Salmon Run: Scala implementation of the Negex Algorithm

I first learned about a (baseline) approach to detecting and dealing with negation in text in the Coursera NLP class taught by Stanford profs Jurafsky and Manning. Essentially it involves ignoring everything in a sentence after certain "negation" words are seen. For example, a naive annotator simply looking for word matches could legitimately conclude that a patient is a smoker based on a doctor's note that says "Patient does not smoke". Using the simple negation rule would ignore everything after the negation keyword "not".

While this is an improvement over not doing it at all, natural language has nuances that are not captured by this simple rule. The Negex algorithm is a bit more complicated, but does a better job of indicating if a clinical condition should be negated in text. It uses around 281 phrases that indicate negation, further classified as CONJ (joins two phrases together), PSEU (Pseudo trigger terms), PREN (Pre-negative trigger terms), POST (Post negative trigger terms), PREP and POSP (Pre and post categories similar to PREN and POST but for a less strict matching mode). The algorithm is described by its authors here.

I started looking at it hoping that I could use it as a library, but the code in the repository looks more like examples that clients could use as inspiration for their own implementations. In fact, Hitex uses a GATE CREOLE resource that wraps the Negex algorithm. Apache cTakes, the other clinical pipeline I am studying, uses a more complex rule based approach using FSMs.

One of the nice things about the Negex algorithm is that it can be generalized (using different sets of trigger terms) to predict whether a condition refers to a historical or current event, a hypothetical or recent event, or if it refers to the patient or someone else. So implementing the algorithm yields benefits greater than just beefing up your negation detection logic. In fact, the ConText project, a spin-off from Negex, does just that (although its code repository seems to contain the same example code that the Negex project contains).

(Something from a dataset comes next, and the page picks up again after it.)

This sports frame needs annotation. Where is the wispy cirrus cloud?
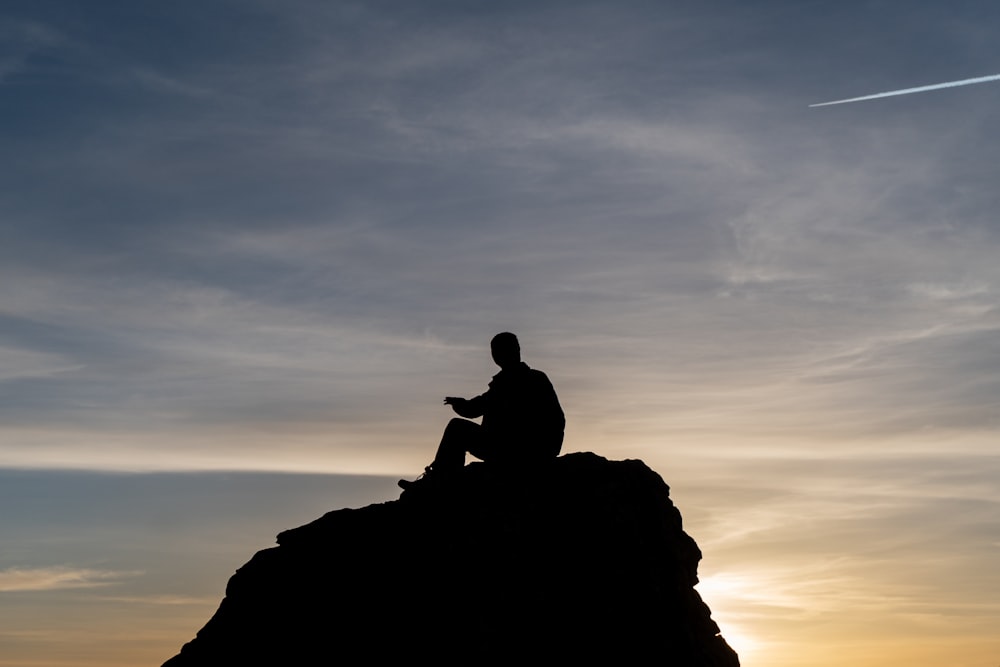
[0,566,141,593]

I initially tried reading the original paper on ConText: ConText: An Algorithm for Identifying Contextual Features from Clinical Text, in an attempt to figure out what the algorithm did, but the paper is pretty high level and covers a lot of ground, so I fell back to reading the Java code in the genConText sudirectory of the Negex source code. Unfortunately, Java is not really a good language for describing algorithms because of its verbosity, so I turned to the Python code in the negex.python subdirectory instead, which was far easier to read and understand.

My implementation does not faithfully implement the Negex algorithm description, but it ends up with an identical accuracy achieved on the same data set by the Python reference implementation. Specifically, my algorithm only looks for PREN and POST rules (and optionally PREP and POSP if non-strict mode is selected), but does not use PSEU (Pseudo negation) terms at all. The original algorithm prescribes finding all keywords in the sentence, then discarding any leading PSEU terms, then computing all the negation scopes in the sentence, and finally selecting and working on the negation scope that includes our target phrase. My implementation finds the location of the phrase first, then finds PREN and POST (and optionally PREP and POSP) around it and calculates negation based on the distance between the phrase and trigger term. It also checks for CONJ to split up the sentence (only working on the split containing the target phrase). Here is my code for the Negex algorithm.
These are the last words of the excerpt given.